BOSTON – When given with ribavirin, a fixed-dose combination of sofosbuvir/velpatasvir (Epclusa) achieved a sustained viral response at 12 weeks (SVR-12) in 94% of decompensated cirrhotic patients with hepatitis C virus (HCV) genotypes 1-6 infection, according to Zobair M. Younossi, MD.
Patients with and without cirrhosis also reported meaningful improvements across a variety of outcome measures after successfully completing treatment with Epclusa or sofosbuvir (Harvoni), said Dr. Younossi of Inova Fairfax Hospital in Falls Church, Va. “Although on-treatment patient-reported outcomes improved more with ribavirin-free regimens, post-SVR improvements were similar,” regardless of whether patients had received ribavirin, he reported at the annual meeting of the American Association for the Study of Liver Diseases.
Epclusa without ribavirin led to SVR-12 in 85% of decompensated cirrhotic patients and nearly 99% of noncirrhotic patients of all HCV genotypes, Dr. Younossi reported.
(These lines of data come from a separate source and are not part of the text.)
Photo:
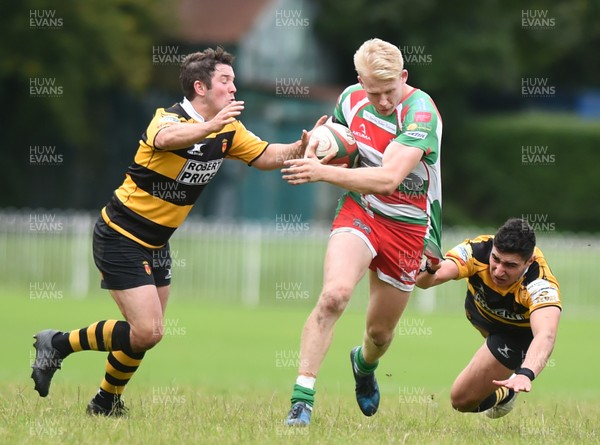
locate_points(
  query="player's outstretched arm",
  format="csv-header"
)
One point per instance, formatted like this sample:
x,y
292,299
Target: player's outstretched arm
x,y
445,270
544,325
398,161
275,155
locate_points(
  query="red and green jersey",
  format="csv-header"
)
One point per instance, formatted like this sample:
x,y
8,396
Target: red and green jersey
x,y
416,122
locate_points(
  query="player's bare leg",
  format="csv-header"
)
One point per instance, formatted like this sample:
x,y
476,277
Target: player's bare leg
x,y
340,278
473,389
386,305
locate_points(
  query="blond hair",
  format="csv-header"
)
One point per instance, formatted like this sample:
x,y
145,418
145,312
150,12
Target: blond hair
x,y
378,59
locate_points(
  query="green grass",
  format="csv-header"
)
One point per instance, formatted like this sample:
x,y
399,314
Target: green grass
x,y
223,375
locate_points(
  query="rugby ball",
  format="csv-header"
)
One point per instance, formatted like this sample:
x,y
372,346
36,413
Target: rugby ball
x,y
335,138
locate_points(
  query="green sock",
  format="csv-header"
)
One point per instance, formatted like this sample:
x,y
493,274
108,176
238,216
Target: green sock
x,y
363,367
302,394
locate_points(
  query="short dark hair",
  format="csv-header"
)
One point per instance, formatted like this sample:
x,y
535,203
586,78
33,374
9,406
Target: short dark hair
x,y
201,66
516,236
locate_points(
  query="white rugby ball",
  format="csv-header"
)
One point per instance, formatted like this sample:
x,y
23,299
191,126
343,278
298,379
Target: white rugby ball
x,y
335,138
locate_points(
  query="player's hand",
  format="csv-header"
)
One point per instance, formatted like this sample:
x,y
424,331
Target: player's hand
x,y
301,171
227,115
517,383
309,149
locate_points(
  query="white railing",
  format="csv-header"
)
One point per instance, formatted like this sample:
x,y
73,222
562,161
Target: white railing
x,y
47,254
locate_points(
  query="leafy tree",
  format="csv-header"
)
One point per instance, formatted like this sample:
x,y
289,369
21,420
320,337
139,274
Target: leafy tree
x,y
88,51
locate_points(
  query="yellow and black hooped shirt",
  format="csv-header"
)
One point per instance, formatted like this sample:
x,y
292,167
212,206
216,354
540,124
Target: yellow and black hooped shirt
x,y
492,307
161,186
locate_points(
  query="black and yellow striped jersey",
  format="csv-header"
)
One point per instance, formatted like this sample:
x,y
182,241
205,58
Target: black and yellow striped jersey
x,y
161,186
492,307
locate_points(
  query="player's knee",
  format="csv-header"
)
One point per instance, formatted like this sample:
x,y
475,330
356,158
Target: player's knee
x,y
146,338
461,402
333,301
380,335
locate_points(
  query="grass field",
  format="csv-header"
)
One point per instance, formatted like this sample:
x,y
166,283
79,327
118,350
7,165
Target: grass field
x,y
223,375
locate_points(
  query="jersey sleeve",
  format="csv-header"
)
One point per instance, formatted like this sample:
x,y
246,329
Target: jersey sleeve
x,y
420,127
246,146
462,256
161,119
543,291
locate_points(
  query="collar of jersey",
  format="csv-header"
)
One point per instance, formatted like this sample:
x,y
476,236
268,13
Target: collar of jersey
x,y
189,109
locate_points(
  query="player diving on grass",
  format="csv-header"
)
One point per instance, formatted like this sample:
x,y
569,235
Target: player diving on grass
x,y
513,300
389,217
179,154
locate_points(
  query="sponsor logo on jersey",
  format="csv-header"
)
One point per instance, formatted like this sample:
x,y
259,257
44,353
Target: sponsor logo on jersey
x,y
196,150
361,133
422,116
542,291
169,118
504,351
198,172
381,123
361,225
416,134
462,252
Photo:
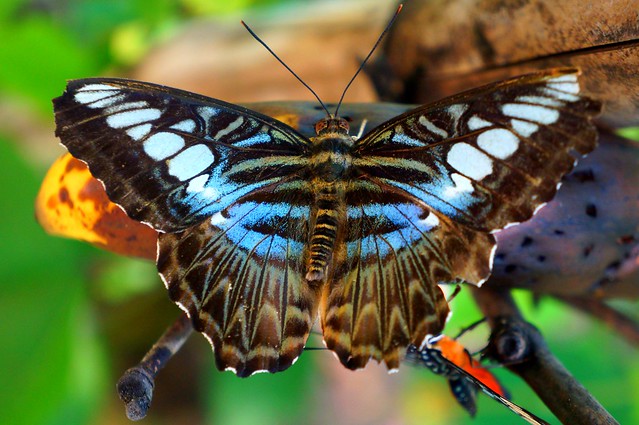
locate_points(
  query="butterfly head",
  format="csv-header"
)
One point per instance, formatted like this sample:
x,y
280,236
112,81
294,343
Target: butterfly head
x,y
330,125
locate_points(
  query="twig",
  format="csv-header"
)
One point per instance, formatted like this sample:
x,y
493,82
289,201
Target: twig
x,y
521,347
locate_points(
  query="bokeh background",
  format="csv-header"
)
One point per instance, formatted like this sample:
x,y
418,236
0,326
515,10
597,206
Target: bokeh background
x,y
73,318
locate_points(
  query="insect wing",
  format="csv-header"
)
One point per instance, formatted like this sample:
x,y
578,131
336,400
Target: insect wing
x,y
172,158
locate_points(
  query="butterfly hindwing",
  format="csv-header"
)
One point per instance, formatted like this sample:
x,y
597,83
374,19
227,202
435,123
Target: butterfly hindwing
x,y
383,293
490,156
236,197
172,158
239,275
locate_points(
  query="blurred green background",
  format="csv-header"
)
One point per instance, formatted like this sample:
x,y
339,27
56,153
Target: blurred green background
x,y
74,317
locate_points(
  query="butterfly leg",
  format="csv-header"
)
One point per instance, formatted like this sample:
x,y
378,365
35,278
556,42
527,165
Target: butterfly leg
x,y
135,387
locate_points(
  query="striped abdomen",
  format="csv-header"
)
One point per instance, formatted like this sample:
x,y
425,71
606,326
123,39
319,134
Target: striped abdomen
x,y
328,206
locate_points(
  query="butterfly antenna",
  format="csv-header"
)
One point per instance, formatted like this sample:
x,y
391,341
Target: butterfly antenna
x,y
286,66
379,40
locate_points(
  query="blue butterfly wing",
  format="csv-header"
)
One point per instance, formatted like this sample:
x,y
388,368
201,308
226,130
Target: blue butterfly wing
x,y
488,157
239,275
226,188
172,158
432,184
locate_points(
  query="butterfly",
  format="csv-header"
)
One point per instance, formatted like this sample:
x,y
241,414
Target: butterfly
x,y
447,357
261,226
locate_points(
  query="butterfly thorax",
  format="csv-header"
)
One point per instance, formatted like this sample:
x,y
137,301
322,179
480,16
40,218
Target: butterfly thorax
x,y
330,166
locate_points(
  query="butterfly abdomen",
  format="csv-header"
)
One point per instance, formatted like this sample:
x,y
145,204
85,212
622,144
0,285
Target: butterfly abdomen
x,y
331,163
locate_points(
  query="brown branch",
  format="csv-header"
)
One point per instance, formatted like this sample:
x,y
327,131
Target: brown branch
x,y
616,321
521,347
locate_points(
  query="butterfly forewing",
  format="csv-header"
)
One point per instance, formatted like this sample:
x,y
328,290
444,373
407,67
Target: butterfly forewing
x,y
490,156
431,184
237,196
172,158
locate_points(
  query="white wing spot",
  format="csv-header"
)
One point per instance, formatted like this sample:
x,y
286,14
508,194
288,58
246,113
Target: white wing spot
x,y
540,100
432,127
538,114
139,131
97,95
565,87
126,106
524,128
567,97
186,126
432,220
475,123
470,161
133,117
217,219
163,145
498,142
462,185
564,78
191,162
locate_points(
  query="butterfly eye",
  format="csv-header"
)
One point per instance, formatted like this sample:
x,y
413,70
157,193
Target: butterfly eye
x,y
331,125
343,124
320,126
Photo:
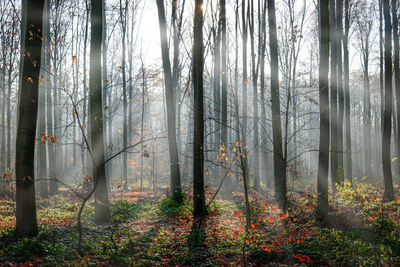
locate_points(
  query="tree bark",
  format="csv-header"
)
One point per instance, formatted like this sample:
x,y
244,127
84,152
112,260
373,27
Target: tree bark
x,y
333,96
102,211
279,162
26,223
323,156
199,207
387,126
170,97
346,70
396,71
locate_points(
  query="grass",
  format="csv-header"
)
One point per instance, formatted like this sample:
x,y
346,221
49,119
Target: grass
x,y
150,230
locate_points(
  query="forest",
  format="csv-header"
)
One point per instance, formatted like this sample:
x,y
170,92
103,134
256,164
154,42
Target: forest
x,y
199,133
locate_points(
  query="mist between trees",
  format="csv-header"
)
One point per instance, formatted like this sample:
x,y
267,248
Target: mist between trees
x,y
207,98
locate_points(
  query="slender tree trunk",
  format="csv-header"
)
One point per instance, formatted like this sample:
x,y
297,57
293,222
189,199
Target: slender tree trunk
x,y
346,70
106,88
26,223
396,72
381,73
367,114
224,70
255,67
199,207
333,96
323,157
102,211
279,162
49,103
340,89
169,93
41,131
387,126
123,12
264,138
217,90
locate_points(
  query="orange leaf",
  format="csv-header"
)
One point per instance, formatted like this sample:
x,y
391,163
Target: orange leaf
x,y
213,212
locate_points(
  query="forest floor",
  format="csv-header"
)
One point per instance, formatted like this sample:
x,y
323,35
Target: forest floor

For sofosbuvir with ribavirin, rates of SVR-12 were 66% in genotype 3 cirrhotic patients and 95% in cirrhotic patients of other HCV genotypes.
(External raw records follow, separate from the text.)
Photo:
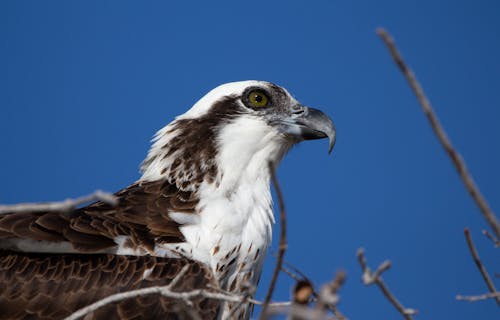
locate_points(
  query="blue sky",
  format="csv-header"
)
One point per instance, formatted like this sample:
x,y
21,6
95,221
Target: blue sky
x,y
84,85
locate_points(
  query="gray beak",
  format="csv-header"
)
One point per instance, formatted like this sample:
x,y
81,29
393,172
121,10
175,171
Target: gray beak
x,y
309,124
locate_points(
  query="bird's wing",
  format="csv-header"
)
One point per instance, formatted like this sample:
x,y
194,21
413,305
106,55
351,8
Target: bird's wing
x,y
141,218
52,286
39,279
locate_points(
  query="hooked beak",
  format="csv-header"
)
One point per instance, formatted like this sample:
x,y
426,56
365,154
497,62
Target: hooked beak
x,y
308,124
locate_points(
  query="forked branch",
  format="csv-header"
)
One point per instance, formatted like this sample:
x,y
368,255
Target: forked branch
x,y
455,157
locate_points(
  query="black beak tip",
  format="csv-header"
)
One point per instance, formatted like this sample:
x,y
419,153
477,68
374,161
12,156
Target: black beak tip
x,y
331,143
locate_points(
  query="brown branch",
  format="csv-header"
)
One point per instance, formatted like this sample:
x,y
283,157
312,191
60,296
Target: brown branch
x,y
282,244
492,238
479,264
61,206
300,277
480,297
455,157
370,277
329,297
166,291
296,311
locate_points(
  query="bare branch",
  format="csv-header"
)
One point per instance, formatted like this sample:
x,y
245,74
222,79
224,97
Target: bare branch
x,y
298,312
297,275
328,296
480,297
455,157
370,277
493,239
164,291
62,206
282,244
479,264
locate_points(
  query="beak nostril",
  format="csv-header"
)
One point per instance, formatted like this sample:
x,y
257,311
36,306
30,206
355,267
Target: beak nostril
x,y
298,109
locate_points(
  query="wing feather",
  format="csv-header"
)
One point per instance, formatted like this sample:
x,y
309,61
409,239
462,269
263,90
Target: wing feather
x,y
53,286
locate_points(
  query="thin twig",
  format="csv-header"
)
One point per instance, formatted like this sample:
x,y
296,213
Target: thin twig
x,y
297,275
299,312
479,264
455,157
61,206
329,297
492,238
282,244
480,297
370,277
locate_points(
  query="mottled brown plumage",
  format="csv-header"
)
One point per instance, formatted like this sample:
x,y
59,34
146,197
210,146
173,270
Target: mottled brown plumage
x,y
141,214
51,286
30,282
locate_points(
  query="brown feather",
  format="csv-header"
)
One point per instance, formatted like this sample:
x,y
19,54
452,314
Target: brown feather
x,y
33,290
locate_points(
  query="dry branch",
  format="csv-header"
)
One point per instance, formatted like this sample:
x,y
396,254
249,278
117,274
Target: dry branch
x,y
282,244
370,277
166,291
455,157
479,264
493,239
480,297
61,206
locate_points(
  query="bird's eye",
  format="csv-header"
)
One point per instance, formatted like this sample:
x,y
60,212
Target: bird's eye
x,y
258,99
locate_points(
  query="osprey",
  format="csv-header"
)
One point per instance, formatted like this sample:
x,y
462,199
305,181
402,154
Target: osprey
x,y
203,204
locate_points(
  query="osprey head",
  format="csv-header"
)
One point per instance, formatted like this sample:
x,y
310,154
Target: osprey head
x,y
250,123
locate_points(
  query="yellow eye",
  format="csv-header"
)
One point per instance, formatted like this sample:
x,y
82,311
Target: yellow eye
x,y
257,99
At baseline, cirrhotic patients scored up to 33.5 points worse than noncirrhotics on a universal 100-point scale covering 26 patient-reported domains (P less than .05 for all but 3 domains). Decompensated cirrhotics reported more baseline depression and fatigue than other patients (P less than .002 for each comparison), while patients without cirrhosis were more likely to be treatment naive and employed (both P less than .0001). But after the investigators controlled for these differences, decompensated cirrhotics who received Epclusa reported an additional 5.5-9 points of improvement in treatment-emergent outcomes than those who received sofosbuvir plus ribavirin (P less than .002). Patients with compensated cirrhosis reported 2.3-5 points more improvement in treatment-emergent outcomes on Epclusa than on sofosbuvir plus ribavirin (P less than .05). “Decompensated cirrhotics experienced the best and greatest improvement of patient-reported outcome scores during treatment with sofosbuvir/velpatasvir,” Dr. Younossi said.
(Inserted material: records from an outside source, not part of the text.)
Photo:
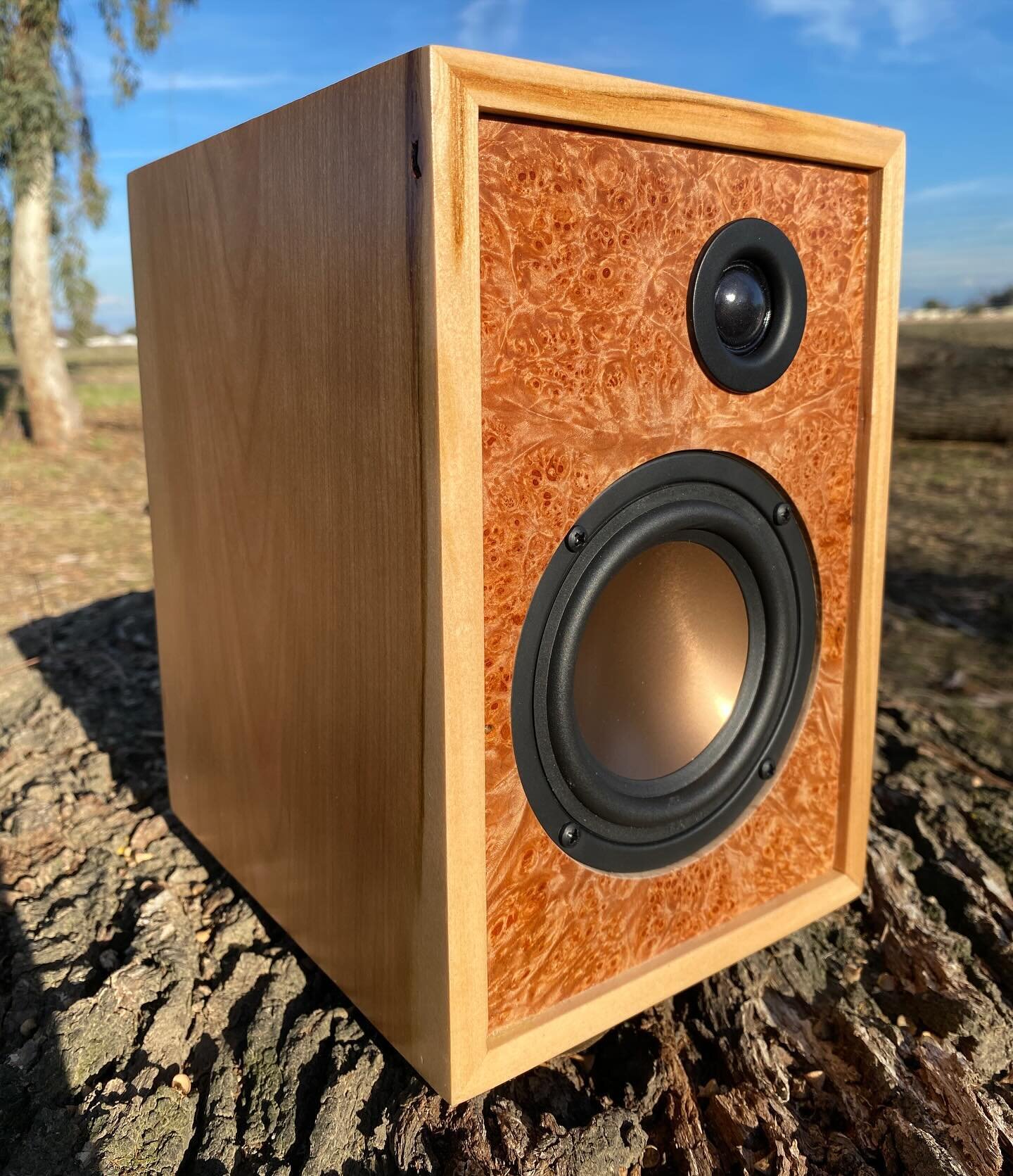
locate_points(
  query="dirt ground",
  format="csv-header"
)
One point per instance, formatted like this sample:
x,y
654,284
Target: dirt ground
x,y
153,1020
Patients who received ribavirin reported similar changes across domains at the end of treatment, regardless of cirrhosis status. Among patients who achieved SVR-12, decompensated cirrhotics reported significantly more improvement 12 weeks later than did patients with less severe liver disease, although both groups showed long-term improvements (5.8 points vs. 4.1 points, P less than .05). Clearly, patients continue to report improvements in various domains as time goes on, “suggesting that all the benefit of cure is not achieved by 12 weeks of follow-up,” said Dr. Younossi.
Gilead Sciences makes Epclusa and Harvoni and funded the study. Dr. Younossi reported having no relevant financial conflicts.